![]()
The potential for generative artificial intelligence (AI) seems endless, but the computing power it requires can be limited. One estimate puts a ChatGPT query costing him 1,000 times the cost of the same question on his regular Google search. In the early stages of development, companies such as OpenAI are trying to generate public benefits, so even if in a month he added 100 million active his users, this would be at an acceptable cost. There is a possibility.
![]()
However, for a more general purpose product, this kind of expense could easily become unsustainable. Even the White House has addressed the issue, noting the potential environmental impact of increased energy consumption and data center space required for augmented generative AI applications.
Addressing underlying costs
Before dealing with the cost of running a Large Language Model (LLM), most companies interested in developing their own generative AI solution will face the cost of training it. Training generative AI requires time to own or rent hardware, requires large amounts of data storage, and requires intensive energy consumption.

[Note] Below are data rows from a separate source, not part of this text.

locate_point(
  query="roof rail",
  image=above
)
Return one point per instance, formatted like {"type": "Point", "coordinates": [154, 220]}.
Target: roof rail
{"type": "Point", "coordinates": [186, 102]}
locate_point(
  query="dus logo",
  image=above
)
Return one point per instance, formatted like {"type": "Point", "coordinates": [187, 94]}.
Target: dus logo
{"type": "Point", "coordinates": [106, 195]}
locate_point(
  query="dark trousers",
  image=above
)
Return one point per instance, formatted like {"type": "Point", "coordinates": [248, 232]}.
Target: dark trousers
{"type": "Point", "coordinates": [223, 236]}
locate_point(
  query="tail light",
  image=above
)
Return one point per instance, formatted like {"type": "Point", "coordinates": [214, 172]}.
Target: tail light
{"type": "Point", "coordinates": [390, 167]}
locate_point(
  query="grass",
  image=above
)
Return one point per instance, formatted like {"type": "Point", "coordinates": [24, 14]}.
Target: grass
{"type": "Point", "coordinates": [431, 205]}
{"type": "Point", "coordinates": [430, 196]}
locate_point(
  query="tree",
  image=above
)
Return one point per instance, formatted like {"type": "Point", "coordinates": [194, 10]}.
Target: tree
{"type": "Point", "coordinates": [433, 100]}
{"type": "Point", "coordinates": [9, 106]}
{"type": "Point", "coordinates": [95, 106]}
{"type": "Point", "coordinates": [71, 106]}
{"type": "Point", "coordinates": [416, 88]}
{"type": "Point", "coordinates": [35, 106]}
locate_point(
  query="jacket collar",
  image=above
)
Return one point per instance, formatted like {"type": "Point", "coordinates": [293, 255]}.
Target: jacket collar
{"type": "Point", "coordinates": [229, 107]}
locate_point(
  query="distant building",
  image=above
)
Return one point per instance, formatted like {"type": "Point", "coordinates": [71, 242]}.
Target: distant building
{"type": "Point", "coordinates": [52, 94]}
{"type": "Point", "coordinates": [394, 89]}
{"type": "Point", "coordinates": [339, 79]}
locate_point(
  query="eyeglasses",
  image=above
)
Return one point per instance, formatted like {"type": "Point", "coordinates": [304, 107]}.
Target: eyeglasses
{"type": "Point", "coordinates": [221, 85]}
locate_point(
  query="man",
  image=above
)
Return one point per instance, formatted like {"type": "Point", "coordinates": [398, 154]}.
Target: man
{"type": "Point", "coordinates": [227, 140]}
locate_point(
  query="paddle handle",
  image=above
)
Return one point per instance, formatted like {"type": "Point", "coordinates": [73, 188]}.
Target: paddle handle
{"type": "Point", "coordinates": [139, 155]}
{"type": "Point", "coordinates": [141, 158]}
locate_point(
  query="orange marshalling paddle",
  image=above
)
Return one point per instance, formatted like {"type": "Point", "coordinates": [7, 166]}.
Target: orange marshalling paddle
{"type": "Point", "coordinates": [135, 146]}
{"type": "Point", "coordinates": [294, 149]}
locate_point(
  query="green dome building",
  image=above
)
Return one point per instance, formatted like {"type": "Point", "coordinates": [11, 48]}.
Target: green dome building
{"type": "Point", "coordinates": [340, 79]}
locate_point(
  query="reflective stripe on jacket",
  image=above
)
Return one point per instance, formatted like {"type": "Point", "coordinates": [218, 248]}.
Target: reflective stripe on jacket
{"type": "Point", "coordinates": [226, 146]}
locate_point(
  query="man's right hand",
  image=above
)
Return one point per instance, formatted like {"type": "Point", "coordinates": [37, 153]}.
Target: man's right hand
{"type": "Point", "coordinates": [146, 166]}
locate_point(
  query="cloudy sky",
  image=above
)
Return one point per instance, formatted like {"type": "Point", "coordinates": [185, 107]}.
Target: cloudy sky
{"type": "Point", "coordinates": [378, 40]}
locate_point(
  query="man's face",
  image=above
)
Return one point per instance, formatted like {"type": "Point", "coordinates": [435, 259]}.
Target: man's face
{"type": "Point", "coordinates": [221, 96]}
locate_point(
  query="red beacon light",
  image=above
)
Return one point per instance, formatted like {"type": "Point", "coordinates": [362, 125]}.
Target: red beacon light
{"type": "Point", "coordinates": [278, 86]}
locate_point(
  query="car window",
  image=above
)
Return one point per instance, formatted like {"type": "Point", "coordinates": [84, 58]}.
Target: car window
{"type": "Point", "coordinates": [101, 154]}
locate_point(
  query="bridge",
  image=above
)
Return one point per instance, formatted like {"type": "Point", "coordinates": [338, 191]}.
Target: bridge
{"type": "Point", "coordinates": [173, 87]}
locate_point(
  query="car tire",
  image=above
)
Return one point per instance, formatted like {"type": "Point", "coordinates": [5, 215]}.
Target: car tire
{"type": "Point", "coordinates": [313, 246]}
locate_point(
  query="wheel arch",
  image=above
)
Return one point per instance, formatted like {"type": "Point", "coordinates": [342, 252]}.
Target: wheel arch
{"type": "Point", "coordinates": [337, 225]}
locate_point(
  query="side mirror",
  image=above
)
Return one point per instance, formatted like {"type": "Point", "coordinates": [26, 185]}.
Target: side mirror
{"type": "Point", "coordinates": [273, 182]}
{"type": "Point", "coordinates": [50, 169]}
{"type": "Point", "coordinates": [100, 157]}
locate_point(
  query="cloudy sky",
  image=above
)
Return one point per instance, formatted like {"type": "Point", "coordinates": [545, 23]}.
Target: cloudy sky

It cost over $5 million just to train OpenAI’s GPT-3 (the version before it was adopted by ChatGPT).
However, some progress has been made in lowering the barriers to entry into generative AI. One solution developed at the Massachusetts Institute of Technology (MIT) claims to reduce the cost of training LLMs by 50%. Plus, with a more efficient training method, LLM training takes half the time.
Work smarter, not bigger
Researchers at MIT’s Computer Science and Artificial Intelligence Laboratory (CSAIL) are also raising the possibility of smaller, specialized LLMs as a way to reduce costs and improve efficiency. Restricting the dataset used by the model not only allows us to perform better than models with 500x more parameters, but also addresses privacy and accuracy issues.
The researchers employed a model in LLM that could simplify how potential responses were calculated. This is done by comparing hypotheses, or probable statements, against assumptions, or known facts. Not only does the model rely on smaller, specialized datasets, but it also requires less training to get accurate results, according to the researchers.